- Born: 29 July 1892 Crailsheim, Germany
- Died: 10 April 1986 (aged 93) Schanbach, near Stuttgart, West Germany
- Occupations: certified auditor, president of the Württembergischer Landesverbandes landwirtschaftlicher Genossenschaften

= Eugen Grimminger =

Member of the White Rose resistance group in Nazi Germany

Franz Eugen Grimminger (29 July 1892 – 10 April 1986) was a member of the White Rose resistance group in Nazi Germany.

==Early life==
Eugen Grimminger, son of a train driver, participated as a volunteer in the First World War and then worked as a civil servant in Crailsheim. After his war experiences he became a pacifist. He read books about Mahatma Gandhi and Buddhism and left the protestant church. According to Grimminger, he adhered to Buddhist beliefs. He became an advocate of non-violence and a vegetarian in 1919.

In 1922, he married Jenny Stern in Stuttgart. His marriage to a Jewish woman was rejected in his circle of acquaintances and relatives. The young married couple settled in Stuttgart, where Grimminger was employed as an auditor at the Association of Agricultural Cooperatives. In 1925 he became a dairy inspector of the association and in 1930 was auditor-in-chief and head of the department.

==In Nazi Germany==
In 1935 Grimminger lost his job because of his being married to a Jewish woman. Two years later, Eugen Grimminger became a self-employed certified auditor. He also helped people to flee to Switzerland, for which fake documents were necessary.
In 1942 Eugen Grimminger took over the book-keeping office of his friend Robert Scholl, who had been denounced for "anti-state statements" and had to serve a four month prison sentence.
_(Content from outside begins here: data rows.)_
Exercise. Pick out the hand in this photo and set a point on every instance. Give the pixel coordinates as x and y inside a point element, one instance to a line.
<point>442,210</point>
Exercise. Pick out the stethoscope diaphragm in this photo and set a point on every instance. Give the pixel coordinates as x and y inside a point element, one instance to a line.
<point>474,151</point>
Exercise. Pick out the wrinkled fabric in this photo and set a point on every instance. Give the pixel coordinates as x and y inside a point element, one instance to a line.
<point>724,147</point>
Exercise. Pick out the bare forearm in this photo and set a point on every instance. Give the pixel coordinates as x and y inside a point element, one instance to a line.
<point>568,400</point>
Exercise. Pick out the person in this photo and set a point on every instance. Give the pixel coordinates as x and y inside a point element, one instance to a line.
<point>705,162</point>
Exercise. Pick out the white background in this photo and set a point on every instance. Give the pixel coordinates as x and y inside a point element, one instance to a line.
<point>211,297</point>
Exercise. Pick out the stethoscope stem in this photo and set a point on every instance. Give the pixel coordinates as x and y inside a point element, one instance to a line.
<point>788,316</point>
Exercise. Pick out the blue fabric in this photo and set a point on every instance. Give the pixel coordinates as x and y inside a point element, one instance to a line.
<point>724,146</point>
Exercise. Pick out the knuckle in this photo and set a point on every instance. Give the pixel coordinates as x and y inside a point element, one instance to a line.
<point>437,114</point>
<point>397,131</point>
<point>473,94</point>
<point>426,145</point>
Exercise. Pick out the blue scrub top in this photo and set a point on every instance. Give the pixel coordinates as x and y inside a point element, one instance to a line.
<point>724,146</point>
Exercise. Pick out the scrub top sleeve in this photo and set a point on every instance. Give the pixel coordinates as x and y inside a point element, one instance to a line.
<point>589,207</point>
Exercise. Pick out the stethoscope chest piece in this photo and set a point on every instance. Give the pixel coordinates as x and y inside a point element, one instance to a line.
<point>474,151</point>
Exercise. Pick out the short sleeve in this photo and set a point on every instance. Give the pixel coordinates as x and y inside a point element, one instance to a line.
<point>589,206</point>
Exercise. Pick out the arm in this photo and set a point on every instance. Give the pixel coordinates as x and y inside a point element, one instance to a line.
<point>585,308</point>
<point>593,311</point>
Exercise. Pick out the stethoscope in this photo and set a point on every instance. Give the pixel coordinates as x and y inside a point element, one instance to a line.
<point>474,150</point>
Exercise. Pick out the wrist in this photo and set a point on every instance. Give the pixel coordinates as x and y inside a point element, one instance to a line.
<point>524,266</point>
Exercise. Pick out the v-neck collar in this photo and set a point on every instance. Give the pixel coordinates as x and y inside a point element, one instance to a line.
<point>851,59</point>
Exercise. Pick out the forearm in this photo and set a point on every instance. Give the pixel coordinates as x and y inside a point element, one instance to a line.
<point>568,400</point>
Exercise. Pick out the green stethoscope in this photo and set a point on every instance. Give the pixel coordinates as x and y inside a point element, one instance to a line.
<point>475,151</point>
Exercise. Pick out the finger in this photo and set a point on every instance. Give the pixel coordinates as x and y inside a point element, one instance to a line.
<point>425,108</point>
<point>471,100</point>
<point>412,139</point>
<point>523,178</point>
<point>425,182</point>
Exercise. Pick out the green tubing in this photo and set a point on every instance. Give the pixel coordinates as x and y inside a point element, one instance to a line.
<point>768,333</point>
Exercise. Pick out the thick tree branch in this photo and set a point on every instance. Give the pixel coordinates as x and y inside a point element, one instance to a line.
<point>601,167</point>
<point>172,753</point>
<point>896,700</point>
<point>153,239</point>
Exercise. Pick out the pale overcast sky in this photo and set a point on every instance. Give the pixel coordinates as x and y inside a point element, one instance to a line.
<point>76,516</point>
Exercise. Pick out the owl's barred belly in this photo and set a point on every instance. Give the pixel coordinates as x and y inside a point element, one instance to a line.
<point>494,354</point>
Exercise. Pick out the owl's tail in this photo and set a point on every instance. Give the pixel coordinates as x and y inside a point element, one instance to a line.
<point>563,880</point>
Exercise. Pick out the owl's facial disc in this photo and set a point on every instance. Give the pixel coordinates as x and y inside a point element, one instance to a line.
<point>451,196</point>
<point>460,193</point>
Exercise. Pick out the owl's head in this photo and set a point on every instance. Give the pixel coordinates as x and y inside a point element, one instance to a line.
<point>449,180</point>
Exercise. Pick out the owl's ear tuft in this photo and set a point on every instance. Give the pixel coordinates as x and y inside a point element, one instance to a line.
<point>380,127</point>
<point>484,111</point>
This office was located in the residential building of the Scholl family. As a result, Grimminger met Inge, Hans and Sophie Scholl and came in contact with the White Rose resistance group.
The group was supported by Grimminger mainly by donations in kind and sums of money, which he had partly collected from his acquaintances. He was assisted by his secretary Tilly Hahn.
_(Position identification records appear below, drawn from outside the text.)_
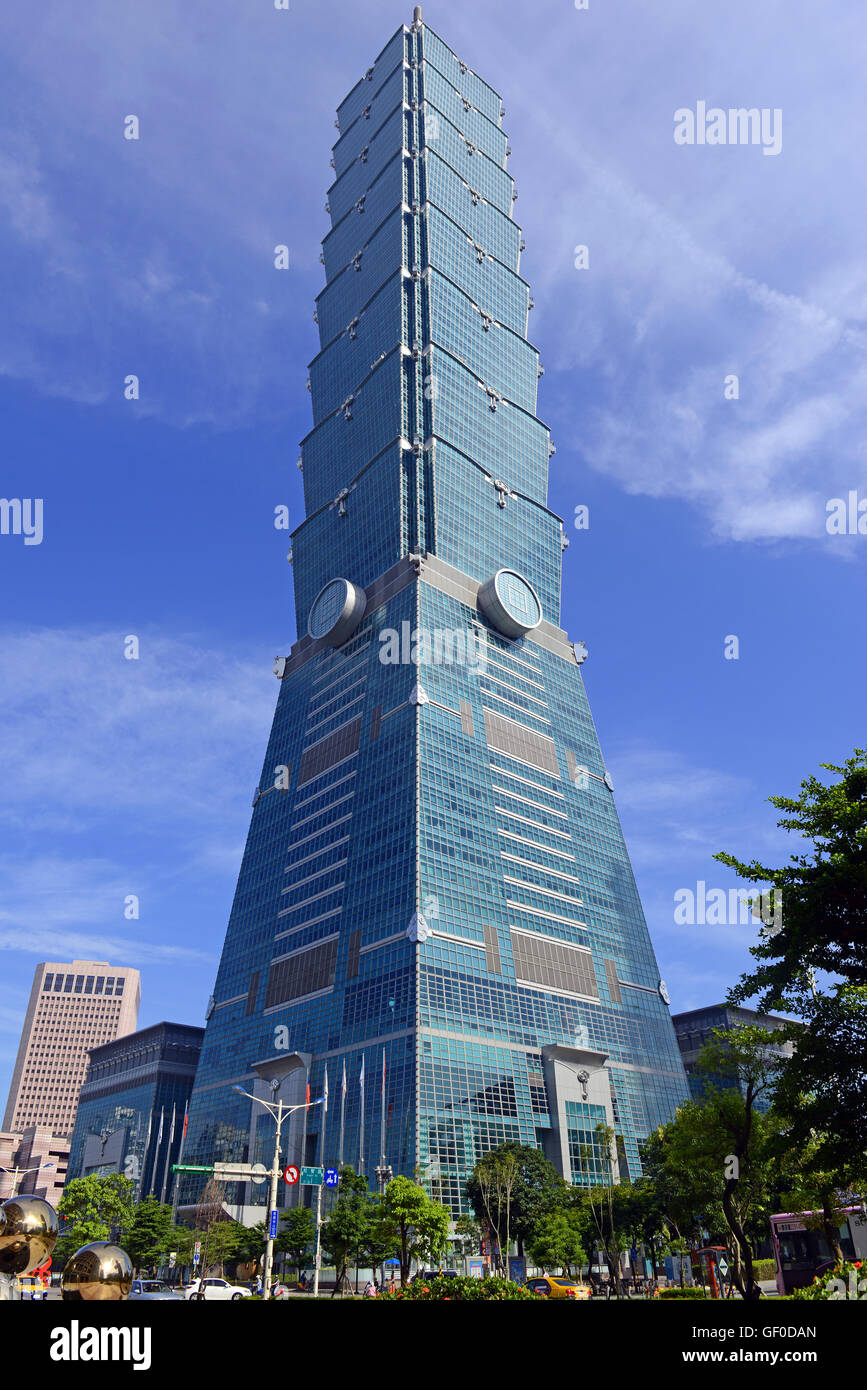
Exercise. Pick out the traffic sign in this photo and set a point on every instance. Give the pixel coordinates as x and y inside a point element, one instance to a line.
<point>241,1172</point>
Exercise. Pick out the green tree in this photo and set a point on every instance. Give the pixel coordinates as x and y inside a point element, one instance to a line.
<point>92,1208</point>
<point>602,1198</point>
<point>820,930</point>
<point>723,1147</point>
<point>296,1235</point>
<point>149,1235</point>
<point>514,1186</point>
<point>557,1241</point>
<point>417,1226</point>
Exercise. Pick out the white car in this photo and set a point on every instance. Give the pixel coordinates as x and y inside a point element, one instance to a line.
<point>214,1289</point>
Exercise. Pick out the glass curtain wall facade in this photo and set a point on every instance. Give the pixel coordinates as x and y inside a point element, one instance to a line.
<point>435,904</point>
On 18 February 1943, the Gestapo arrested Hans and Sophie Scholl for spreading leaflets. In the course of the subsequent interrogations, Grimmingers name was mentioned.
On 2 March 1943, he was arrested and on 19 April 1943, in the second trial against members of the White Rose, he was sentenced for support to high treason to ten years in prison. The public prosecutor had also demanded the death penalty for him, however, ultimately could prove only a transfer of money, not what he actually knew about how the money was intended to be used. His Jewish wife, until then protected from persecution, was arrested on 10 April 1943, then deported and murdered in Auschwitz. Eugen Grimminger was imprisoned in the Zuchthaus Ludwigsburg until April 1945.

==After the war==
After the war he became president of the regional association of agricultural cooperatives in Stuttgart. In 1947 he married Tilly Hahn. In 1958 he retired. He was involved in animal welfare and was chairman of the Tierschutzverein Stuttgart for many years. He also founded the Grimminger Foundation for Anthropozoonosis Research to research and control animal diseases that are transmissible to humans. The foundation was later renamed the Grimminger Foundation for Zoonotic Research.